Lithuanian writer (1897–1978)

 Ieva Simonaitytė or Ewa Simoneit (23 January 1897 – 27 August 1978) was a Lithuanian writer. She represented the culture of Lithuania Minor and Klaipėda Region, territories of German East Prussia with historically large, but dwindling, Lithuanian populations. She received critical acclaim for her novel Aukštujų Šimonių likimas (The Fate of Šimoniai from Aukštujai, 1935).

==Biography==
Simonaitytė was born in a small village of Vanagai (then Wannaggen in German East Prussia) in Klaipėda District Municipality. At the age of five, she became ill with tuberculosis, that affected her bones, and she had to walk with canes since then. Hailing from a poor peasant family and growing up without a father, she had to work since young age as a gooseherd or babysitter. Learning to read and write from her mother, Simonaitytė was largely self-taught. From 1912 to 1914 Simonaitytė received treatment for tuberculosis in Angerburg. She returned in better health and, influenced by World War I, began her literary career publishing poems and short stories in various Lithuanian periodicals of the Lithuania Minor. She earned a living working as a seamstress until 1921, when she moved to Klaipėda, where she completed of evening courses of typist and stenographers. Simonaitytė worked as a secretary and translator. To some extent she was involved in political life of the Klaipėda Region, participating in the Klaipėda Revolt of 1923, working for the local seimelis (parliament established to guarantee autonomy for the region), and testifying in Nazi trials in 1934.

Her big break came in 1935 with publication of Aukštujų Šimonių likimas. She received state literary award, a pension, and dedicated her remaining life to literature. After the 1939 German ultimatum to Lithuania, Klaipėda was attached to Nazi Germany and Simonaitytė moved to Kaunas and in 1963 to Vilnius. Simonaitytė bought a summer house in Priekulė near Klaipėda in 1961 and spent most of her summers there.
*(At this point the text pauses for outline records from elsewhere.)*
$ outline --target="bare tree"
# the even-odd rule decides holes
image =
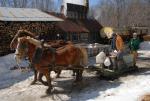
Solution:
[[[150,0],[101,0],[93,10],[104,26],[150,26]]]

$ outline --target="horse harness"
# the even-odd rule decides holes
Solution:
[[[52,48],[52,47],[46,47],[46,48],[45,47],[42,47],[42,48],[37,47],[36,51],[34,52],[34,55],[33,55],[32,61],[31,61],[31,65],[40,63],[40,60],[42,59],[44,52],[51,52],[52,53],[52,59],[47,66],[51,67],[53,69],[56,65],[55,64],[56,49]],[[47,67],[47,66],[42,66],[42,67]]]

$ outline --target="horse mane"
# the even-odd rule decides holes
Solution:
[[[37,40],[37,39],[34,39],[30,36],[27,36],[27,39],[29,40],[29,42],[33,45],[35,45],[36,47],[42,47],[41,45],[41,41]]]
[[[10,48],[13,49],[15,44],[18,42],[18,38],[19,37],[24,37],[24,36],[30,36],[32,38],[35,37],[35,34],[27,31],[27,30],[18,30],[17,34],[15,35],[15,37],[12,39],[11,43],[10,43]]]

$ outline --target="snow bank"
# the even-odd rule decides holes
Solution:
[[[25,61],[21,63],[21,66],[27,65]],[[20,70],[10,70],[14,66],[16,66],[14,54],[0,57],[0,89],[9,87],[31,75],[31,73],[23,73]]]
[[[140,50],[150,50],[150,41],[144,41],[140,44]]]

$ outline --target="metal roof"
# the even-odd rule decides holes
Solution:
[[[33,8],[0,7],[0,21],[63,21]]]

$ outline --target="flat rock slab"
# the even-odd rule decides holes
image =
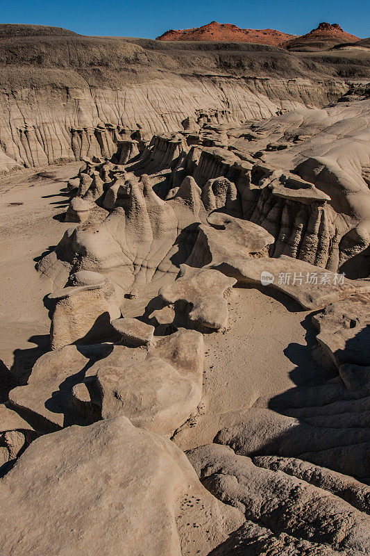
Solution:
[[[217,268],[240,284],[276,289],[303,309],[323,309],[355,293],[370,292],[370,281],[348,280],[341,275],[282,255],[278,259],[234,259]]]
[[[0,507],[3,556],[205,556],[243,521],[173,443],[124,417],[37,439]]]
[[[37,436],[18,414],[0,404],[0,468],[16,458]]]
[[[199,226],[196,242],[186,261],[191,266],[217,267],[230,259],[249,259],[256,254],[266,256],[265,248],[275,242],[264,228],[249,220],[215,212],[207,221],[210,225]]]
[[[92,361],[111,350],[108,344],[67,345],[44,354],[35,363],[28,384],[10,391],[11,405],[40,432],[79,423],[80,415],[71,404],[72,389],[83,379]]]
[[[203,359],[201,334],[181,329],[147,352],[115,346],[87,370],[85,382],[103,418],[124,415],[136,426],[170,436],[201,401]]]
[[[116,318],[112,326],[130,345],[145,345],[153,341],[154,327],[137,318]]]
[[[228,325],[228,306],[225,295],[236,284],[235,278],[226,277],[210,268],[192,268],[180,265],[179,277],[162,286],[159,295],[169,304],[183,302],[191,308],[190,323],[201,329],[219,330]]]

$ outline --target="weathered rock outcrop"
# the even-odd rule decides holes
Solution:
[[[205,556],[242,521],[171,442],[124,417],[38,439],[1,497],[4,556]]]
[[[199,49],[51,28],[35,35],[23,26],[17,37],[0,37],[3,172],[110,157],[117,146],[124,163],[142,149],[138,131],[177,131],[187,119],[239,124],[324,106],[348,88],[348,65],[352,80],[369,75],[355,52],[319,62],[261,44]]]
[[[249,546],[250,553],[359,556],[369,550],[369,516],[326,490],[325,483],[317,488],[278,467],[260,466],[258,458],[236,455],[215,444],[187,455],[203,484],[244,513],[246,524],[238,534],[242,537],[244,529],[244,548]],[[368,496],[369,488],[364,489]],[[258,524],[254,531],[250,521]],[[219,547],[214,553],[243,553],[243,541],[235,540],[232,536],[224,545],[235,551]]]

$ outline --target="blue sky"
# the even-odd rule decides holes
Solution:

The summer house was turned into her memorial museum in 1984. Simonaitytė died in Vilnius and was buried in the Writers' Hill of the Antakalnis Cemetery.

==Works==
Simonaitytė's most famous novel, Aukštujų Šimonių likimas, depicted the fate of the Šimoniai family between the 18th and 20th centuries through independent fragments. Once powerful and prosperous, the family weakens as it tries to resist the influence of German colonists. The family loses its fortunes, ethnic culture, and identity. The historical context is not supported by academic research, but a product of imaginary and romantic reconstruction. The author presents much ethnographic data and describes old customs and traditions with loving detail. As the Lithuanian culture gradually and unavoidably disappears under relentless pressure from the Germans, the struggle between two cultures becomes surrounded by a fatalistic aura, but is still painful and hurtful every step of the way.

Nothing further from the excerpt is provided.